The longing to live and carry out rituals closest to the heart is something every immigrant knows. In a foreign land, the choice to step away from the comfort of one’s culture and familiar rhythms comes with a quiet loss—the loss of daily rituals that once anchored life. These rituals, so natural and almost invisible in their repetition, fade over time, yet they never truly vanish. They linger, waiting, as new habits slowly take their place, filling the hollow left behind.
The ritual I miss most is simple: stopping by the temple on my way to work, or whenever I set out toward the nearby city from my village. That pause, that act of entering a sacred space before stepping into the world, has stayed with me like a heartbeat.
This work is my way of reliving that ritual—by creating a temporary sacred landmark within the city, a place on the way.
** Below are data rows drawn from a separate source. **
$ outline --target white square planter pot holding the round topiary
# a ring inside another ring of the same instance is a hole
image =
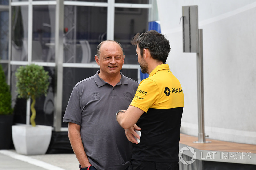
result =
[[[52,126],[13,125],[12,140],[15,150],[23,155],[45,154],[52,136]]]

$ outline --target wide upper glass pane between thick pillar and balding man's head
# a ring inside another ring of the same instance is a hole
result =
[[[64,63],[95,63],[99,43],[106,40],[107,7],[65,6]]]

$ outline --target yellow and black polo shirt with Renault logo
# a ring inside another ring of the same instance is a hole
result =
[[[184,95],[167,64],[158,65],[140,82],[130,105],[146,112],[136,123],[141,138],[139,144],[133,144],[132,159],[178,162]]]

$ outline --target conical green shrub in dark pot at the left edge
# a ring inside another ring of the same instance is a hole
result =
[[[0,64],[0,149],[10,149],[12,138],[12,96]]]

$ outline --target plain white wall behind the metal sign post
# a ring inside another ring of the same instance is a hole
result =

In the middle of the urban rush, it becomes a moment of stillness, where one can hand over burdens to the Divine and breathe in relief at the same time.
I call it Grbh, a word that means womb in Hindi. In a Hindu temple, the innermost sanctum is known as the Garbh Griha—the “womb house.” It is the source, the place where life begins. The womb offers unconditional support, nourishment, and energy for new life to emerge, and it is the first spark of consciousness. The Garbh Griha is its sacred echo, holding within it the concentrated presence of divine energy.
Grbh is an extraction of this idea: the sanctum without the monument, the essence without the grandeur. It is an anti-monument—plain, temporary, fragile, yet full of meaning. Built of earth and wood, it accepts its destiny of disintegration. In this, it becomes a metaphor for faith itself. Faith is not a stone that stands unchanged through centuries; it is more like mud—soft, vulnerable, always in need of care, repair, and renewal.
The structure is layered with mud over a wooden skeleton, standing bare beneath the sky. The mud is kept soft, so that after the first rain the surface thins, and with time the wooden bones begin to show. Light seeps through tiny cracks, filtering out from an oil lamp within. Day by day, the structure changes, revealing itself in new ways—never fixed, always alive.
In its fragility lies its strength. Grbh is both growth and decay, both shelter and exposure, a space where faith is allowed to breathe, falter, and be rebuilt.